Generic Gamer said:I listen to a lot more punk than people seem to these days (yeah...it died again) and it's very frequent for punk acts to be drunk on stage. It's also my opinion that a couple of members of MSI had been doing something before that gig, cause they were slapdash as fuck and not in the normal MSI way.Latinidiot said:Come now, I never said anyone should be drunk on the job, and I said you were 'misinformed' because I simply yet have to go to a concert where the artists are drunk. It could very well be that I am misinformed. But you made it sound as though Rammstein is a shining beacon off soberness in the murky vomit pits of drunk metalconcerts.
PS: what bands have you been to when they were drunk?
PPS: just for the sake of the argument: musicians can afford to be drunk because the only organ that can do something about it is the public. and as long as they keep coming, the artist can keep doing what he does. On a normal job you get fired by the boss. If you'd stop going to drunk artists, they'd either stop drinking or stop playing music and descend into poverty.

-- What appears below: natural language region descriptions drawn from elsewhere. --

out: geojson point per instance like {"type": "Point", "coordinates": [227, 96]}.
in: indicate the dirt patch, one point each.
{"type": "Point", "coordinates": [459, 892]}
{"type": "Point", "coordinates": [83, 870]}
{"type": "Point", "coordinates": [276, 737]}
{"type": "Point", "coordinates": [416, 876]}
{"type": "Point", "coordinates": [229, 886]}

I'd say that Rammstein are one of the most overall conscientious bands in the metal scene to be fair, they always seem to be straight up to their customers and they've never cancelled a tour without good reason (the one time they did? the keyboarder had driven a segway into the lead singer's hip and fractured it) Compare that to that gig that Rage cancelled over something or other, they pissed on a lot of people for their "beliefs".
Ah, punk. A scene I am relentlessly unfamiliar with. Also, I tend to listen to prog, death, and doom metal, which aren't the kind of people to show up drunk.